I think he is the only one breaking out mobile at this point in time. This tool here needs to have mobile added to it https://en.wikipedia.org/wiki/Wikipedia:WikiProject_Medicine/Popular_pages

I think it is based off of stats.grok.sk but not sure.

OsamaK added a subscriber: OsamaK.Aug 15 2015, 1:22 AM

Thanks for the information, @Milimetric! That was helpful.

@Doc_James, the tool linked by @Milimetric above does show mobile statistics. Click on 'Data Breakdowns' on the left. More information here- https://meta.wikimedia.org/wiki/Research:Page_view#Resulting_format - See 'access_method'.

Niharika updated the task description. (Show Details)Aug 15 2015, 2:32 PM
Niharika moved this task from In Dev/Progress to Needs Review/Feedback on the Community-Tech board.
Quiddity updated the task description. (Show Details)Aug 21 2015, 11:01 PM
Quiddity added a subscriber: Quiddity.
kaldari added a comment.EditedSep 11 2015, 8:03 PM

@Doc_James, @Milimetric: I'm confused, does domas' pageview data not include mobile traffic? or is it just not broken out as separate data?

kaldari added a comment.EditedSep 11 2015, 8:04 PM

Also, could someone please tell me what "domas' pageview data" actually refers to? Where does this live? Is this the same as http://dumps.wikimedia.org/other/pagecounts-all-sites/?

I'm moving this task back to In Development because I want to investigate whether or not we should add mobile pageviews to Mr.Z-bot's popular pages function (https://en.wikipedia.org/wiki/Wikipedia:Bots/Requests_for_approval/Mr.Z-bot_4), per Doc_James. (This may require waiting for T44259.)

kaldari claimed this task.Sep 11 2015, 8:18 PM
kaldari triaged this task as Low priority.
kaldari moved this task from Done to To be estimated/discussed on the Community-Tech board.
kaldari added a project: Community-Tech-Sprint.
kaldari moved this task from Ready to In Development on the Community-Tech-Sprint board.

@kaldari: we left the title of that task alone for historical and nostalgic reasons. There's nothing in the new API that has much to do with Domas's pageview data. The data will be processed as follows:

  1. consumed from varnish, from all sources (mobile, upload, text, etc.)
  2. passed through our modern pageview definition
  3. titles of articles normalized (parsed out of index.php?title=, api.php?... etc.
  4. aggregated hourly, daily, and yearly
  5. served through restbase (this is what we're working on right now)

Let me know if you have any questions. Currently there is no data comparable to what we're going to use on any of the dumps.wikimedia.org/other subfolders, but we're aiming to providing this data there too.

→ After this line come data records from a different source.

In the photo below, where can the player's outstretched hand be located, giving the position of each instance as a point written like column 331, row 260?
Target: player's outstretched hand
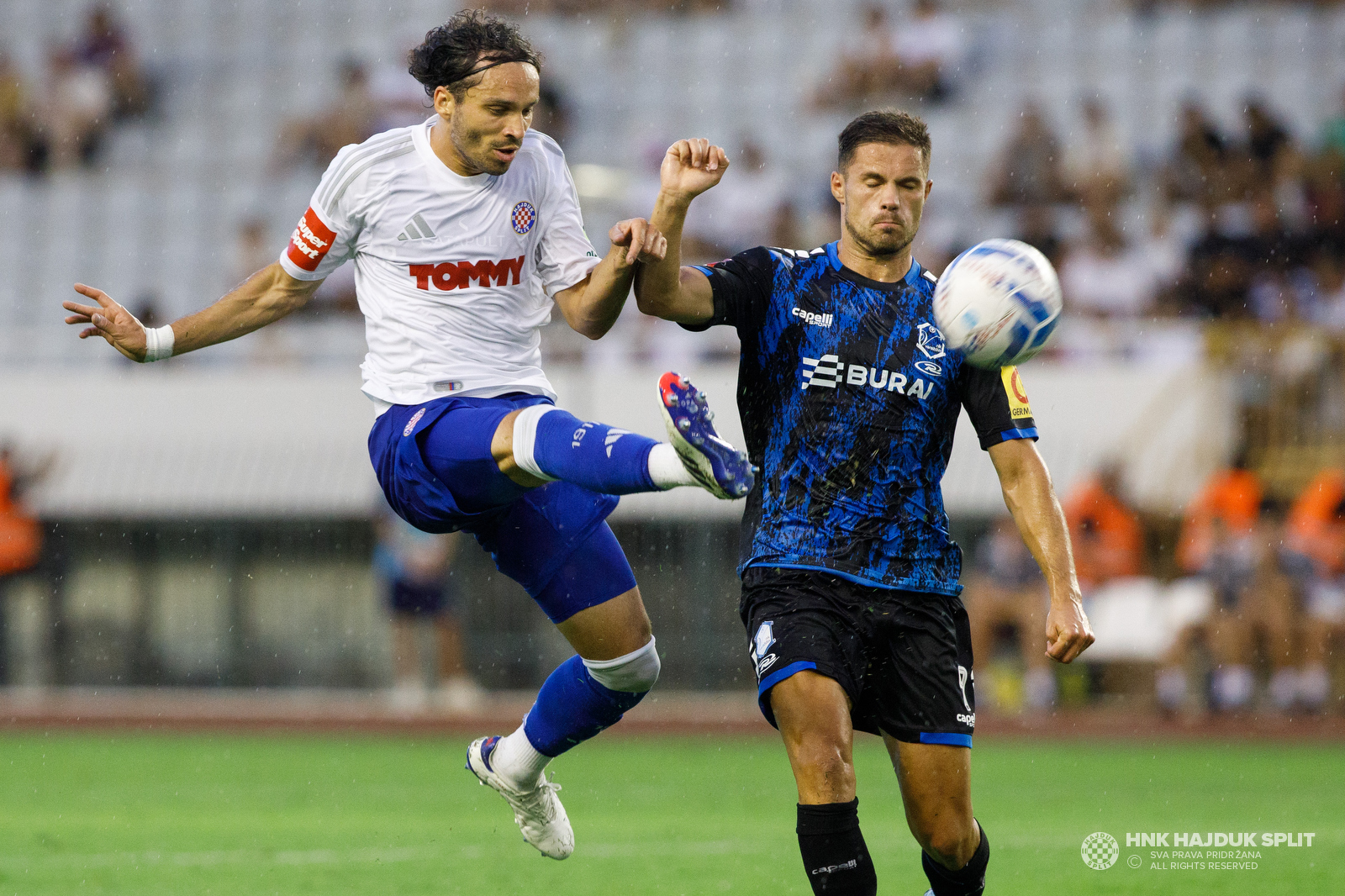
column 642, row 240
column 109, row 320
column 692, row 167
column 1068, row 633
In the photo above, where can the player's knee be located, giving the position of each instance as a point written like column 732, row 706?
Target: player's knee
column 952, row 842
column 636, row 673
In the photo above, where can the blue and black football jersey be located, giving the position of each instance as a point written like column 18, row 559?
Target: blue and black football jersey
column 849, row 401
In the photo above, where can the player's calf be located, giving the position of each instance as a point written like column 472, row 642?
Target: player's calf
column 966, row 880
column 833, row 849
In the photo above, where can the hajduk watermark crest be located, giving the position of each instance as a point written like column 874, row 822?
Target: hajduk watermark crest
column 1100, row 851
column 1194, row 851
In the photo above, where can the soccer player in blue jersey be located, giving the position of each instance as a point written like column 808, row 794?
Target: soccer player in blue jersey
column 466, row 233
column 849, row 400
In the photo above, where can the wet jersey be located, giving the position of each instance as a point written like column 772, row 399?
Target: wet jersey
column 849, row 401
column 455, row 275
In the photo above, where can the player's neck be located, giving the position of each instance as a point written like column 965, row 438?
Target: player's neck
column 884, row 269
column 441, row 143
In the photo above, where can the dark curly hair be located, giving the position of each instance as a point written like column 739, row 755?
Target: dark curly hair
column 454, row 54
column 883, row 125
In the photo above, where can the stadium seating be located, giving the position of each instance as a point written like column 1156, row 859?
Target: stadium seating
column 159, row 214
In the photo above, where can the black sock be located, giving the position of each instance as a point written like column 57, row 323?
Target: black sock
column 834, row 855
column 968, row 880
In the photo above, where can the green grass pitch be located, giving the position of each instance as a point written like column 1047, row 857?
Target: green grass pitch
column 291, row 814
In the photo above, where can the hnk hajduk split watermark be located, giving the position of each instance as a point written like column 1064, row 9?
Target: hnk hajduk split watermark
column 1192, row 851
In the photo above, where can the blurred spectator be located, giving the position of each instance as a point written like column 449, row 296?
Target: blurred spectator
column 551, row 114
column 1037, row 228
column 915, row 55
column 1028, row 171
column 1316, row 532
column 253, row 250
column 1333, row 131
column 1221, row 268
column 1269, row 143
column 421, row 593
column 744, row 210
column 1324, row 280
column 1105, row 277
column 1005, row 589
column 351, row 119
column 397, row 98
column 105, row 46
column 1219, row 521
column 1165, row 255
column 1257, row 609
column 1196, row 168
column 20, row 533
column 1106, row 535
column 868, row 62
column 1098, row 165
column 77, row 109
column 928, row 47
column 20, row 147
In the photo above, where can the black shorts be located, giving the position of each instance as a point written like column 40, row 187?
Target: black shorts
column 903, row 656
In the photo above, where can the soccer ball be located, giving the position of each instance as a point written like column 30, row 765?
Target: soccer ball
column 999, row 303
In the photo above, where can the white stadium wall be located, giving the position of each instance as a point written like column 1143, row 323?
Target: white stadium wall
column 163, row 443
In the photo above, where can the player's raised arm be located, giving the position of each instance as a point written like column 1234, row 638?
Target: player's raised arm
column 665, row 288
column 1032, row 501
column 593, row 304
column 266, row 296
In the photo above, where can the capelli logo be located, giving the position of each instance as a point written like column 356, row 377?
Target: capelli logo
column 813, row 319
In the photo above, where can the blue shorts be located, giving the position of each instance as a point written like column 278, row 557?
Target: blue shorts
column 435, row 466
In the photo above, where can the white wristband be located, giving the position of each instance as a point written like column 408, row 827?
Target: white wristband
column 158, row 343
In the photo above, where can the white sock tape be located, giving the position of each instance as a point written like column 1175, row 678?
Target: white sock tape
column 158, row 343
column 634, row 673
column 525, row 439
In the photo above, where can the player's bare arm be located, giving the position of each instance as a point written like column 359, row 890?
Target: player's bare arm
column 266, row 296
column 593, row 304
column 665, row 288
column 1032, row 501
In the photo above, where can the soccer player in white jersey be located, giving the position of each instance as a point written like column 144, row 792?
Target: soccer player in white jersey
column 464, row 232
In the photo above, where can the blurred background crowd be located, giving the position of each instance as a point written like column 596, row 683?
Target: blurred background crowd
column 1181, row 165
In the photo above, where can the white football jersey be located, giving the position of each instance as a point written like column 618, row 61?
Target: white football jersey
column 455, row 275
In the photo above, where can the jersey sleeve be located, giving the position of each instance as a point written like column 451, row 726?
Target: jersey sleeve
column 564, row 253
column 741, row 291
column 999, row 405
column 324, row 237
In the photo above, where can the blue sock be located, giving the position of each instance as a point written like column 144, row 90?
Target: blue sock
column 602, row 458
column 572, row 707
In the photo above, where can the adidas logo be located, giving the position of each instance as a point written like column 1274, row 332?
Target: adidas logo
column 416, row 229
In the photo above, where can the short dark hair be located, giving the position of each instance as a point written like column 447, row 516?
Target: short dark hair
column 454, row 53
column 883, row 125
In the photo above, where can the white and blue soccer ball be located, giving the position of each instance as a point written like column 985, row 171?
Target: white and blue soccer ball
column 999, row 303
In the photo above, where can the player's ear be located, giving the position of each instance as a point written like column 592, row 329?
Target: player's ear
column 444, row 103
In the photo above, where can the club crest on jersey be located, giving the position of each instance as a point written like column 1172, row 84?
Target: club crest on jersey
column 524, row 217
column 410, row 424
column 931, row 345
column 762, row 642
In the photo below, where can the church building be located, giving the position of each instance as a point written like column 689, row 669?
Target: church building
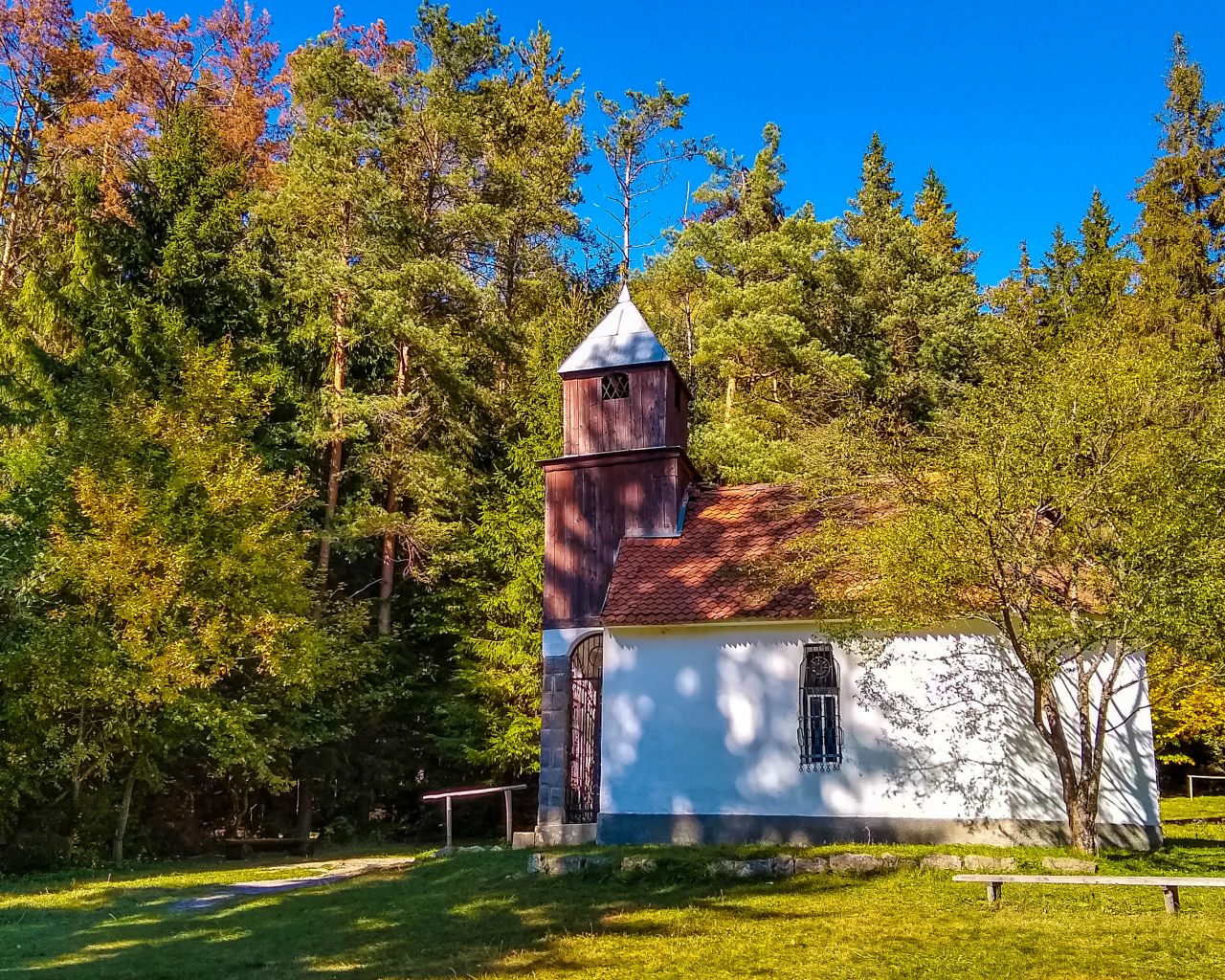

@Milimetric: Got it, but I still don't have a good understanding of the current pageview data. According to https://en.wikipedia.org/wiki/Wikipedia:WikiProject_Medicine/Popular_pages, Mr.Z-bot's output comes from Domas' data, but I have no idea what that is, and whether or not it includes mobile traffic.

@kaldari: this page tries to explain a little bit, but I'll expand on the two links I think are relevant:

http://dumps.wikimedia.org/other/

  1. It sounds like this Mr.Z-bot looks at either one of these:
    • "Pagecount data collected by Domas Mituzas"
    • "Pagecount/projectcount data derived by Erik Zachte from Domas Mituzas' archives"
  2. The two links above don't include mobile data, this is the only data on dumps that currently includes mobile data:
    • "Pagecount/projectcount data including mobile/zero sites". This includes mobile but uses the same pageview definition as Domas's data, to be inter-comparable. The data we're gathering in the cluster uses the new pageview definition I called "modern" in my previous comment.

Does that help?

@Milimetric: Yes, that helps a ton!

@Milimetric: One more question (sorry for so many questions): Which dataset does http://stats.grok.se/ use? Does it include mobile traffic? If not, do you have any idea why it doesn't use "Pagecount/projectcount data including mobile/zero sites"?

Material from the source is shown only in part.